Live Fire Training as Dangerous as the Real Thing
There were billows of smoke from behind the Pugwash Fire Department today, but it was all under control.
Cumberland County firefighters descended on Pugwash for ‘live fire’ training as the last component in Level One training that has taken over two years to complete.
A dozen volunteer trainees, their instructors, and watchful safety leaders were on hand for the heavyweight events in the firefighters’ program — interior and motor vehicle fires.
Modified shipping containers are on site to replicate conditions in a house fire, while the training event also burned two junked cars to evaluate the skills of the newly trained.
The county firefighters’ Level One training is a program recognized only in Cumberland that has followed an on-again-off-again schedule for nearly twenty-four months.
The program involves extensive study and practice on all aspects of firefighting. Trainees must pass numerous tests and then demonstrate their skills in simulated circumstances.
Successful candidates are certified as front-line firefighters, equipped to enter what they call the “Hot Zone” of real fire situations. Only a handful of candidates completed the most recent course which was fraught with scheduling changes and difficulties, then faced the limitations of COVID-19 public health regulations.
Today’s all day event saw the trainees entering the blazing containers during the morning session, then dealing with two car fires in the afternoon.

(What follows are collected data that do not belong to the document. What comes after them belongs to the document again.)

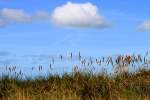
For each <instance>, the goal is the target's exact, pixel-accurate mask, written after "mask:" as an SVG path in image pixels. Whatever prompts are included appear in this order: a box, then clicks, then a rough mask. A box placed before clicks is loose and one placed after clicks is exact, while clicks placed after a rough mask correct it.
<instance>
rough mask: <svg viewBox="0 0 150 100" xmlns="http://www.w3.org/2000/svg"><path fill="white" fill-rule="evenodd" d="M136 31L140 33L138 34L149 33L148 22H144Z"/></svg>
mask: <svg viewBox="0 0 150 100" xmlns="http://www.w3.org/2000/svg"><path fill="white" fill-rule="evenodd" d="M138 31H140V32H146V31H150V21H144V22H143V23H142V24H141V25H140V26H139V27H138Z"/></svg>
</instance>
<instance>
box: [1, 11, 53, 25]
mask: <svg viewBox="0 0 150 100" xmlns="http://www.w3.org/2000/svg"><path fill="white" fill-rule="evenodd" d="M50 18H51V15H50V13H49V12H46V11H42V10H39V11H35V12H33V13H32V14H29V13H26V12H25V11H24V10H22V9H10V8H3V9H0V27H4V26H7V25H9V24H11V23H28V24H29V23H31V22H36V21H50Z"/></svg>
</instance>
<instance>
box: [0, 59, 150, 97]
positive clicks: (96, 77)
mask: <svg viewBox="0 0 150 100" xmlns="http://www.w3.org/2000/svg"><path fill="white" fill-rule="evenodd" d="M132 58H133V57H132ZM115 61H116V65H115V66H117V65H118V66H119V68H120V67H124V66H123V65H122V63H123V62H124V63H126V64H125V66H127V65H128V66H129V65H131V64H132V63H135V62H133V59H131V58H130V56H125V57H124V58H122V60H121V57H117V59H116V60H115ZM139 61H141V62H143V63H144V64H145V65H147V66H146V67H141V68H138V70H136V71H134V72H126V71H118V72H117V73H114V74H107V73H93V72H92V70H91V71H82V70H79V69H77V68H75V70H74V71H73V72H72V73H70V74H69V73H64V74H63V75H49V76H47V77H38V78H35V79H30V78H27V79H25V80H22V79H20V78H19V77H14V78H10V77H9V76H3V77H2V78H1V79H0V99H1V100H150V70H149V61H148V59H145V58H144V60H143V61H142V59H139ZM137 62H138V61H137ZM119 70H120V69H119Z"/></svg>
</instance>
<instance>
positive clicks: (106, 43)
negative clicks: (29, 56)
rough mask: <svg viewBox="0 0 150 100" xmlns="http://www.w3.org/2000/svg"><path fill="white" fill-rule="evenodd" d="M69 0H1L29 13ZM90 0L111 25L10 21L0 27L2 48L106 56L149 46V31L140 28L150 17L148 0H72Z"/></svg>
mask: <svg viewBox="0 0 150 100" xmlns="http://www.w3.org/2000/svg"><path fill="white" fill-rule="evenodd" d="M67 2H69V1H68V0H6V1H5V0H0V9H4V8H7V9H22V10H24V11H25V12H27V13H28V14H32V13H34V12H35V11H38V10H42V11H45V12H48V13H49V14H52V13H53V11H54V9H55V8H56V7H59V6H61V5H65V4H67ZM70 2H72V3H78V4H79V3H80V4H84V3H87V2H90V3H91V4H93V5H95V6H96V7H97V8H98V9H99V13H100V15H102V16H103V17H104V18H105V19H106V20H107V21H108V22H109V24H110V25H111V26H110V27H107V28H93V27H92V28H82V27H81V28H79V27H74V28H68V27H62V26H56V25H54V24H53V23H51V22H49V21H47V20H46V21H43V20H42V21H36V22H33V23H10V24H9V25H7V26H4V27H0V51H2V52H4V51H5V52H9V53H11V54H13V55H28V54H60V53H62V54H65V53H68V52H74V53H77V52H79V51H80V52H81V53H82V54H84V55H91V56H103V55H114V54H120V53H133V52H135V53H143V52H145V51H146V50H148V49H149V48H150V45H149V44H150V34H149V32H150V31H147V30H146V31H138V27H139V26H140V25H142V24H143V23H144V21H148V20H150V13H149V11H150V7H149V4H150V1H149V0H70Z"/></svg>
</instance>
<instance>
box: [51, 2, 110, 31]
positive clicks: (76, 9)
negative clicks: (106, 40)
mask: <svg viewBox="0 0 150 100" xmlns="http://www.w3.org/2000/svg"><path fill="white" fill-rule="evenodd" d="M52 22H53V23H54V24H56V25H60V26H67V27H95V28H106V27H109V23H108V22H107V21H106V20H105V19H104V17H103V16H102V15H101V14H100V13H99V11H98V8H97V6H96V5H93V4H91V3H90V2H88V3H83V4H78V3H72V2H68V3H67V4H65V5H62V6H58V7H56V8H55V10H54V11H53V13H52Z"/></svg>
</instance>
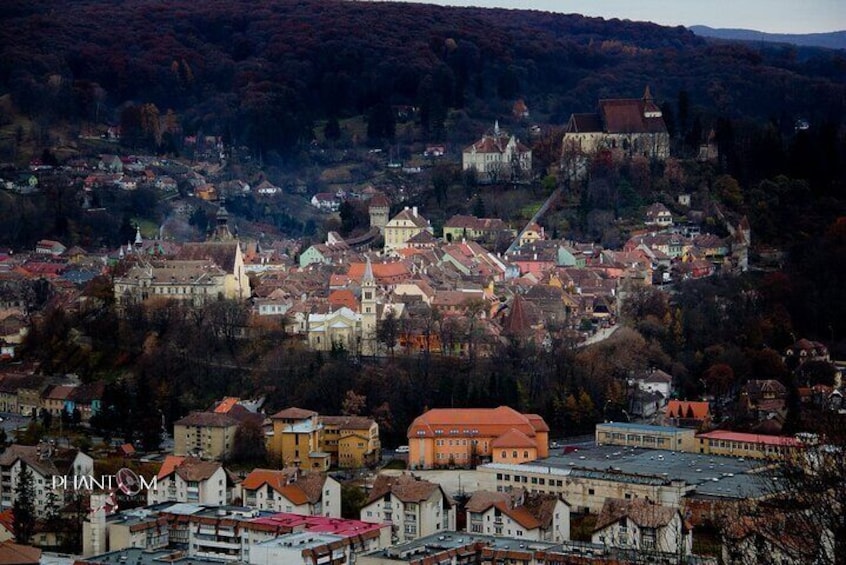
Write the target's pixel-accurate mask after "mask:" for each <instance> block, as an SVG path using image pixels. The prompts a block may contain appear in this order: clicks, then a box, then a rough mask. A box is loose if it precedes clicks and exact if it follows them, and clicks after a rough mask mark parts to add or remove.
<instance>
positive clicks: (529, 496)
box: [523, 492, 569, 528]
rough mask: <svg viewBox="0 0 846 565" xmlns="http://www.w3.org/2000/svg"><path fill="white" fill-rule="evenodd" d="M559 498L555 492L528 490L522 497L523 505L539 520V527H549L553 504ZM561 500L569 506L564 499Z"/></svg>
mask: <svg viewBox="0 0 846 565" xmlns="http://www.w3.org/2000/svg"><path fill="white" fill-rule="evenodd" d="M560 500H562V499H561V498H560V497H559V496H558V495H557V494H552V493H543V492H529V493H526V496H525V497H524V498H523V506H524V507H525V508H526V510H528V511H529V512H530V513H531V515H532V516H534V517H535V519H536V520H537V521H538V522H540V525H541V527H543V528H549V527H551V526H552V519H553V518H554V517H555V506H556V505H557V504H558V501H560ZM562 501H563V500H562ZM563 502H564V504H567V506H569V504H568V503H567V502H566V501H563Z"/></svg>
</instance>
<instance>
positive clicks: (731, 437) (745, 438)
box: [696, 430, 802, 447]
mask: <svg viewBox="0 0 846 565" xmlns="http://www.w3.org/2000/svg"><path fill="white" fill-rule="evenodd" d="M696 437H697V438H703V439H710V440H717V441H720V440H723V441H737V442H745V443H757V444H762V445H776V446H785V447H801V446H802V442H801V441H799V440H798V439H796V438H793V437H787V436H764V435H759V434H745V433H742V432H730V431H726V430H715V431H713V432H707V433H704V434H698V435H697V436H696Z"/></svg>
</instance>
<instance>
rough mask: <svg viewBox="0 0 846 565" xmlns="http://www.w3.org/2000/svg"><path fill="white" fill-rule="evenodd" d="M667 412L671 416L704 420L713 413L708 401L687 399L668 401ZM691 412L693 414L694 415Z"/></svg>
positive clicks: (675, 417)
mask: <svg viewBox="0 0 846 565" xmlns="http://www.w3.org/2000/svg"><path fill="white" fill-rule="evenodd" d="M665 414H666V415H667V416H668V417H670V418H693V419H694V420H704V419H706V418H708V416H710V414H711V406H710V404H708V403H707V402H694V401H687V400H671V401H670V402H668V403H667V408H666V411H665ZM690 414H693V415H692V416H691V415H690Z"/></svg>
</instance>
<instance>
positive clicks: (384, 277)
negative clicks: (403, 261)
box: [347, 262, 410, 282]
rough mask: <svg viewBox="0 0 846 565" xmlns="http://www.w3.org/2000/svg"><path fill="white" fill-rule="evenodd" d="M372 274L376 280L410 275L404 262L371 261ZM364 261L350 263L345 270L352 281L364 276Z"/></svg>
mask: <svg viewBox="0 0 846 565" xmlns="http://www.w3.org/2000/svg"><path fill="white" fill-rule="evenodd" d="M371 266H372V268H373V276H374V277H375V278H376V280H377V281H378V280H380V279H395V278H397V277H400V278H404V277H408V276H410V273H409V272H408V267H406V266H405V263H401V262H393V263H372V264H371ZM364 267H365V264H364V263H350V269H349V271H347V276H348V277H349V278H350V279H352V280H354V281H358V282H360V281H361V278H362V277H363V276H364Z"/></svg>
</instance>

What is clear from the photos and videos is the importance of teamwork. Not only does that offer strength in the fire attack, but it is also a safety measure as the teams look out for each other as they face the very real dangers.
Modern fires have introduced numerous new dangers with the hazards of synthetic materials in today’s building supplies which present a number of chemical off-gases, the dangers from which are only partially known. The fire service continues to find growing instances of cancer and breathing disorders as a result of the compounds revealed when burned.
Modern day vehicle fires have also introduced new dangers for the volunteers who respond to extinguish them. Again, new chemical compounds present as yet unknown dangers, while airbags and gas filled pistons that hold hoods open have become new threats. The advent of hybrid and electric vehicles also pose large threats as approaching and dealing with burning battery systems and electric circuits raise new concerns.